Of the 945,000 people who have applied to enter a post-graduate course in China so far this year, only 27,721 sat the MBA entrance exam held last month, a 20 percent drop from the same period in 2003. According to the Ministry of Education this is the second consecutive year the number of applicants has declined.
Lu Xiongwen, associate dean of Fudan University’s School of Management, said, ‘A drop in the number of applicants is a natural phenomenon during the evolution of China’s MBA programs.’ The number of applicants to Fudan’s MBA program is down 18 percent from last year.
Business professors say students are becoming more skeptical of the value of an MBA. Lu Xiongwen said, ‘Unlike the MBA rush in previous years, students now carefully consider before applying to join an MBA program.’
He said many potential students have turned to other post-graduate programs launched over the last few years. For instance, many government officials are taking a Masters of Public Administration course while financial managers are studying to become Certified Public Accountants.
Despite the drop in applications, the number of MBA programs offered on China’s mainland is on the rise. WHich, of course, may be part of the reason. There are now 89 MBA courses on the mainland, up from just nine in 1991.

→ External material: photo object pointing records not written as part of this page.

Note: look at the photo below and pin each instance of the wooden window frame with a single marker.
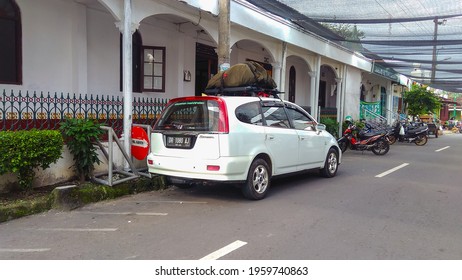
(153, 67)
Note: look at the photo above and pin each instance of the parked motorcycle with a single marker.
(373, 128)
(410, 132)
(376, 143)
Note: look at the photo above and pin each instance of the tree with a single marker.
(419, 101)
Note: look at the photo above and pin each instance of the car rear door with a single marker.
(312, 143)
(281, 140)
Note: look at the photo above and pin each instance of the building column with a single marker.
(338, 99)
(277, 75)
(313, 103)
(127, 28)
(316, 112)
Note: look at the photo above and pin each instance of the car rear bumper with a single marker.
(222, 169)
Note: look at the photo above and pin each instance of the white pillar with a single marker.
(338, 99)
(127, 76)
(313, 103)
(282, 70)
(316, 112)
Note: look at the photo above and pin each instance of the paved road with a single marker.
(413, 212)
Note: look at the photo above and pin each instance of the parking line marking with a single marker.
(24, 250)
(170, 201)
(444, 148)
(126, 213)
(391, 170)
(79, 229)
(225, 250)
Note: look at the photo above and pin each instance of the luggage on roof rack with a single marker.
(242, 75)
(243, 91)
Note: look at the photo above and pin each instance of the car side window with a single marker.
(301, 121)
(275, 115)
(249, 113)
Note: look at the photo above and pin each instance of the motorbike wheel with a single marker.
(381, 147)
(391, 139)
(421, 140)
(343, 146)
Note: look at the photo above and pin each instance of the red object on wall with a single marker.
(140, 143)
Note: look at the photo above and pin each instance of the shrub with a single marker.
(21, 152)
(80, 135)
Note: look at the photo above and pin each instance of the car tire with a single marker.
(331, 164)
(421, 140)
(258, 180)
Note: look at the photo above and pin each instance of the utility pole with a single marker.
(223, 35)
(127, 76)
(435, 40)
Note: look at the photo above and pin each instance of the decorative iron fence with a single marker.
(19, 111)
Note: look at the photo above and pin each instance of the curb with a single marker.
(67, 198)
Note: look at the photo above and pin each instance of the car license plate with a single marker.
(178, 142)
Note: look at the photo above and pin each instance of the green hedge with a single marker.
(21, 152)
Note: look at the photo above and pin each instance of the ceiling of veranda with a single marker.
(399, 34)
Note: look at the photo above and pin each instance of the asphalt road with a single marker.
(364, 213)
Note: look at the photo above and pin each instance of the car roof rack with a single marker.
(243, 91)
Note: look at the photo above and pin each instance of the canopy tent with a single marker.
(421, 39)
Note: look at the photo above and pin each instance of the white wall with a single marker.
(352, 92)
(303, 80)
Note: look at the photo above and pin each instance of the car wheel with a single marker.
(391, 139)
(258, 180)
(331, 165)
(421, 140)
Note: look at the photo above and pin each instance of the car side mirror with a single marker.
(320, 127)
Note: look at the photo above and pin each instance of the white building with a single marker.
(75, 46)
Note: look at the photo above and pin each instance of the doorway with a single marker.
(206, 66)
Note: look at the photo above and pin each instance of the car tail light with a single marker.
(223, 125)
(213, 167)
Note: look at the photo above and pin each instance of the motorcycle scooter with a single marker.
(377, 143)
(409, 133)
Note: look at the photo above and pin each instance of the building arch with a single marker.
(298, 86)
(327, 87)
(11, 43)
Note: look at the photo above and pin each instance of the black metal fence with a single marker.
(25, 111)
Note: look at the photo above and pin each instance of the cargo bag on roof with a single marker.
(242, 74)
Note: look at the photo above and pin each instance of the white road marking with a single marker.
(24, 250)
(126, 213)
(225, 250)
(439, 150)
(170, 201)
(79, 229)
(391, 170)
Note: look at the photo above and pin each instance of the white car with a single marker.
(239, 139)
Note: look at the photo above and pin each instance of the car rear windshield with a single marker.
(191, 115)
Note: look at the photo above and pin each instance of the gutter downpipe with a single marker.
(342, 100)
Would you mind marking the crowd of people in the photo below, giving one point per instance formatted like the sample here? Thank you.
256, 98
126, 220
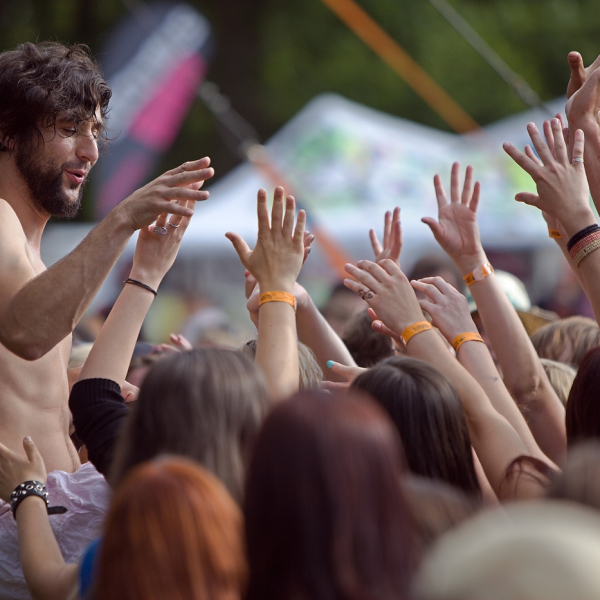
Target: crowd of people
434, 451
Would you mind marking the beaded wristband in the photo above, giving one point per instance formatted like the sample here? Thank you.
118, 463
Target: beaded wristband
412, 330
140, 284
32, 488
468, 336
581, 234
278, 297
588, 249
478, 274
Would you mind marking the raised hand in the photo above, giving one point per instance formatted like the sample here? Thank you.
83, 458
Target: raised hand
167, 194
448, 308
583, 92
561, 184
579, 73
154, 253
15, 469
278, 255
387, 291
456, 229
392, 238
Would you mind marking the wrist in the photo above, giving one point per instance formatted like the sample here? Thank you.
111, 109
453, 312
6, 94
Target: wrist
276, 285
145, 276
468, 263
577, 220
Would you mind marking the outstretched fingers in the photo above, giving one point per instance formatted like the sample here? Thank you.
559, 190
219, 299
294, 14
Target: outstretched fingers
527, 164
440, 192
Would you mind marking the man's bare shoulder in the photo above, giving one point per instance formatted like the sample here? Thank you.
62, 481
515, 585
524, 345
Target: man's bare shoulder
16, 265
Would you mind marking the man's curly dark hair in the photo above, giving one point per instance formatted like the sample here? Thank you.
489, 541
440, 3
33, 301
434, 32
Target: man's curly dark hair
40, 81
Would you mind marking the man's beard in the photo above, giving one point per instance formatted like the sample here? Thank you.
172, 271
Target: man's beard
46, 184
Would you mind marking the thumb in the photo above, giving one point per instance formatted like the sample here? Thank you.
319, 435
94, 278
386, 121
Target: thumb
31, 451
379, 327
239, 244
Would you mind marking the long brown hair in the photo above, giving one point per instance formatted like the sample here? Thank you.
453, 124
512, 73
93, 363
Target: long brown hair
174, 533
206, 404
325, 514
427, 412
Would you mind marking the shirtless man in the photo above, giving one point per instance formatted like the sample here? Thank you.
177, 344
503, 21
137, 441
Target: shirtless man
52, 105
53, 102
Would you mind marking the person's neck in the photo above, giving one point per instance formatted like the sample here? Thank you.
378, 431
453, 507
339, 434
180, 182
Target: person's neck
15, 192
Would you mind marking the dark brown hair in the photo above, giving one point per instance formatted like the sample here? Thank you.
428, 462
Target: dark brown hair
427, 412
172, 532
367, 346
583, 410
206, 404
39, 82
580, 478
325, 515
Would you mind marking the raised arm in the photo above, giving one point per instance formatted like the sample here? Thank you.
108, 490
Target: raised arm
450, 313
583, 106
564, 194
457, 232
275, 262
95, 402
37, 312
495, 441
47, 575
313, 329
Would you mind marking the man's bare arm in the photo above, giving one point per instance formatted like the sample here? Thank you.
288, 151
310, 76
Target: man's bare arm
38, 312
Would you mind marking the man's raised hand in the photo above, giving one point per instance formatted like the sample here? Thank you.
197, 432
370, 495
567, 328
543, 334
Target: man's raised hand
169, 193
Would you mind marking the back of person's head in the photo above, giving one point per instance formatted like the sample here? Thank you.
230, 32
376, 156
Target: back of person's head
561, 376
206, 404
325, 514
582, 410
529, 551
580, 477
437, 507
311, 374
567, 340
38, 82
427, 412
366, 345
172, 532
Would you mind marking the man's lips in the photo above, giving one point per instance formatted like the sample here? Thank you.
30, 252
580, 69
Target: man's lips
76, 175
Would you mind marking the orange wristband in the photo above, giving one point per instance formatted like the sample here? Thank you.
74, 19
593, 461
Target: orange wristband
479, 274
277, 297
468, 336
415, 328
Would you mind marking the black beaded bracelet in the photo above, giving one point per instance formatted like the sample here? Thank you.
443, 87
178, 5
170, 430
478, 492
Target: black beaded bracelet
32, 488
140, 284
581, 234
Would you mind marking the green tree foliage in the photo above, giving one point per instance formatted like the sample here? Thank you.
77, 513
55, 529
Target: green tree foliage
272, 57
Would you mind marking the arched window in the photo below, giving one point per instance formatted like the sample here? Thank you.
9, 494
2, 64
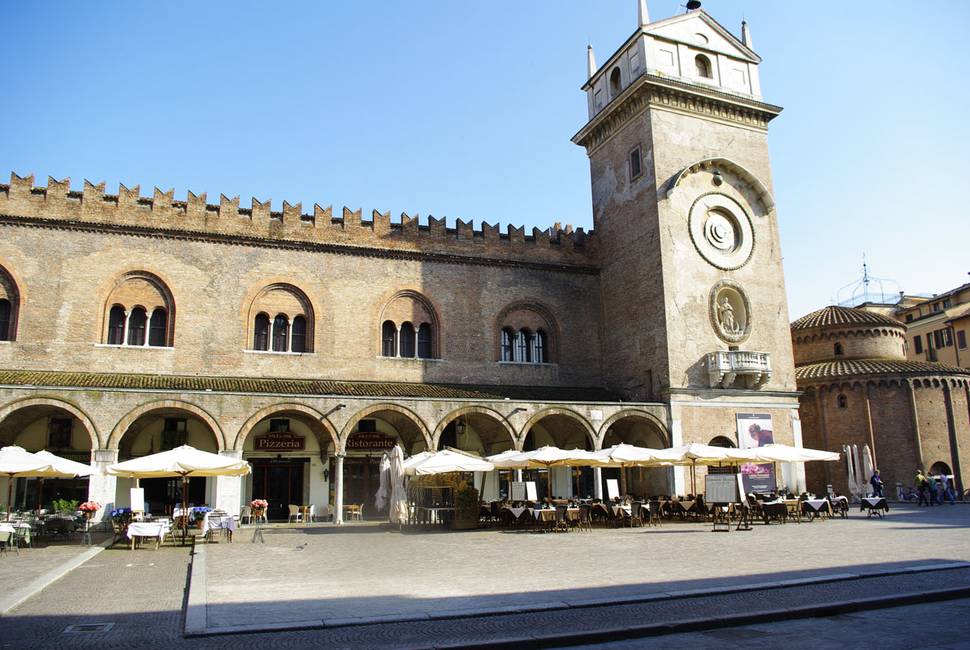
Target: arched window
5, 320
261, 332
298, 339
703, 67
116, 325
281, 332
407, 340
136, 326
523, 346
389, 339
157, 327
616, 83
539, 347
508, 351
424, 341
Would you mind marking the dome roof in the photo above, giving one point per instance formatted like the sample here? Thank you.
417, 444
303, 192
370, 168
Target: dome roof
833, 316
844, 369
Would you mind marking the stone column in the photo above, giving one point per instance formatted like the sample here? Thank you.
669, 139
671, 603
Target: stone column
338, 506
229, 488
103, 487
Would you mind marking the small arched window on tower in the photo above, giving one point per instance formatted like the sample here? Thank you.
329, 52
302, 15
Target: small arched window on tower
281, 332
508, 351
298, 337
136, 326
116, 325
389, 339
407, 340
703, 67
261, 332
424, 341
157, 328
616, 83
5, 320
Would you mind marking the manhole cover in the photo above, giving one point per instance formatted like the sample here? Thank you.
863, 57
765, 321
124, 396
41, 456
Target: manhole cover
89, 627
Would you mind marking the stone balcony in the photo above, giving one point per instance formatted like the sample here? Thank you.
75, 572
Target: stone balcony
738, 369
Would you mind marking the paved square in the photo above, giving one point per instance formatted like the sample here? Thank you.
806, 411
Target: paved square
305, 575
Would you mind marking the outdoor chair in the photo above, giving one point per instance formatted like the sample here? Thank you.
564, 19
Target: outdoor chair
6, 540
636, 517
562, 520
585, 517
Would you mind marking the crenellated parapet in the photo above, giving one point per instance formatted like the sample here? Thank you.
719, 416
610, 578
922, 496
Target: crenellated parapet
163, 215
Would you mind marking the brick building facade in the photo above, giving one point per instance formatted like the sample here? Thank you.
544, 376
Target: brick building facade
136, 323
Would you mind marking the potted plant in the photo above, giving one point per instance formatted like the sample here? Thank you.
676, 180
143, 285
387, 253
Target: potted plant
466, 507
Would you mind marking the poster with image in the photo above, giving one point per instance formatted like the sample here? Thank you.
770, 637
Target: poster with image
755, 430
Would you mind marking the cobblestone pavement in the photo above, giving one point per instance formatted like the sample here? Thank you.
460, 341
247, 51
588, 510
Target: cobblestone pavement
26, 564
342, 573
933, 626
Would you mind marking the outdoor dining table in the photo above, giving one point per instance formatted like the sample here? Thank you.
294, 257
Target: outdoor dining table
876, 505
814, 508
156, 529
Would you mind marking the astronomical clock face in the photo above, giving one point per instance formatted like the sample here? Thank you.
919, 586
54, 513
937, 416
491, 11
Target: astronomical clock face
721, 231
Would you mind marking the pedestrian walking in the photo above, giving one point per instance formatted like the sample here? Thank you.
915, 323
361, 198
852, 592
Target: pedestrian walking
921, 487
876, 482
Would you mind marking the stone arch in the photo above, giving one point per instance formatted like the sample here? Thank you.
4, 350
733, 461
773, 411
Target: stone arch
116, 294
497, 417
17, 405
759, 188
114, 440
569, 413
287, 407
639, 413
406, 413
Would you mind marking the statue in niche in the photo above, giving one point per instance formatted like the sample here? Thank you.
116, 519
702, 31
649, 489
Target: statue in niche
726, 318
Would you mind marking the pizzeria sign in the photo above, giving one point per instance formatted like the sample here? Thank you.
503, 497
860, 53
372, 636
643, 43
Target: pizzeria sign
280, 442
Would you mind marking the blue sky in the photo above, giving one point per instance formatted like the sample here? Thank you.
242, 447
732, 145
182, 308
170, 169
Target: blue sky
465, 109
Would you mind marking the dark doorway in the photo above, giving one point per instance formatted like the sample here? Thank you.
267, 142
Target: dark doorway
280, 482
362, 479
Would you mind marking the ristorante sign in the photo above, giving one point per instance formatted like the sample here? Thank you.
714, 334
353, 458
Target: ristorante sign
280, 442
370, 442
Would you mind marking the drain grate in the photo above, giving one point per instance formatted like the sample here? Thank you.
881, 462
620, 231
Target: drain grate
89, 627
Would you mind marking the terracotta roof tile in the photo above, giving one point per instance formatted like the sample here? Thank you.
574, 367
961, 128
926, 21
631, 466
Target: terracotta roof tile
315, 387
833, 316
855, 367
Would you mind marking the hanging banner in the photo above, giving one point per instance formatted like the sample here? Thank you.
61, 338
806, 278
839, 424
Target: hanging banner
755, 430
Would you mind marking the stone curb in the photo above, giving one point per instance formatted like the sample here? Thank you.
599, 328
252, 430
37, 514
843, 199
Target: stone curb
702, 624
199, 627
11, 599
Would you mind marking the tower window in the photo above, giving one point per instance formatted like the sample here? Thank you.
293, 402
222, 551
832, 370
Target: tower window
703, 67
636, 164
616, 83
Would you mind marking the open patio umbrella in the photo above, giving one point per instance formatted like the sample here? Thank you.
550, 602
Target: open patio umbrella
17, 462
184, 462
443, 462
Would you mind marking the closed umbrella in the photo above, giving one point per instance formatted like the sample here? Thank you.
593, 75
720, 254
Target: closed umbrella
184, 462
397, 510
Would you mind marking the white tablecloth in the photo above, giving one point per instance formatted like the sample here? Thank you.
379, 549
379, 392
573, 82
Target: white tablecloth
148, 529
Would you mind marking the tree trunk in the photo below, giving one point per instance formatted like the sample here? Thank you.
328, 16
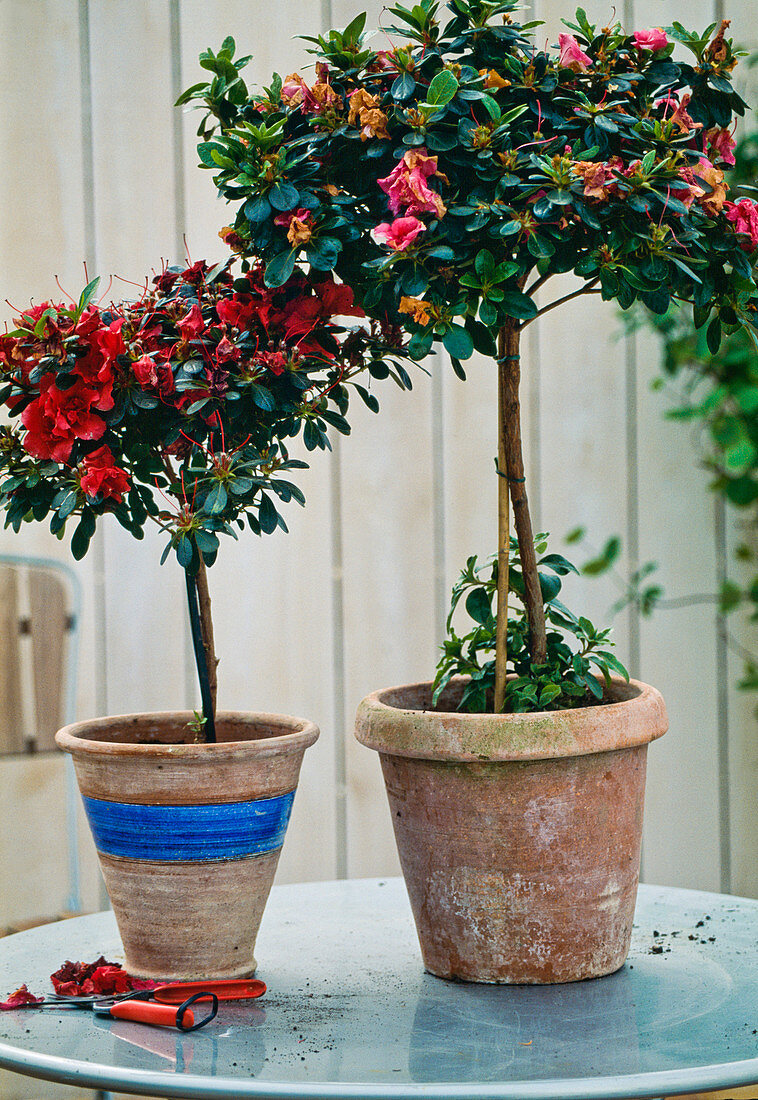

Gerald Fryxell, MBA director at the Shanghai-based China Europe International Business School, said, ‘Competition has emerged here as more choices are available. The market is due to experiencing segmentation process and shake out dubious programs.’
Ceibs’ MBA program was named the best in Asia by the Financial Times last year.
A survey by Chinahr.com, one of the largest headhunters in China, indicated that the annual income of an MBA graduate has dropped from RMB82,760 in 2001 to RMB78,839 in 2002. The survey noted that graduates of less-prestigious MBA programs earn RMB3,000 to RMB5,000 RMB a month, about the same as regular university graduates.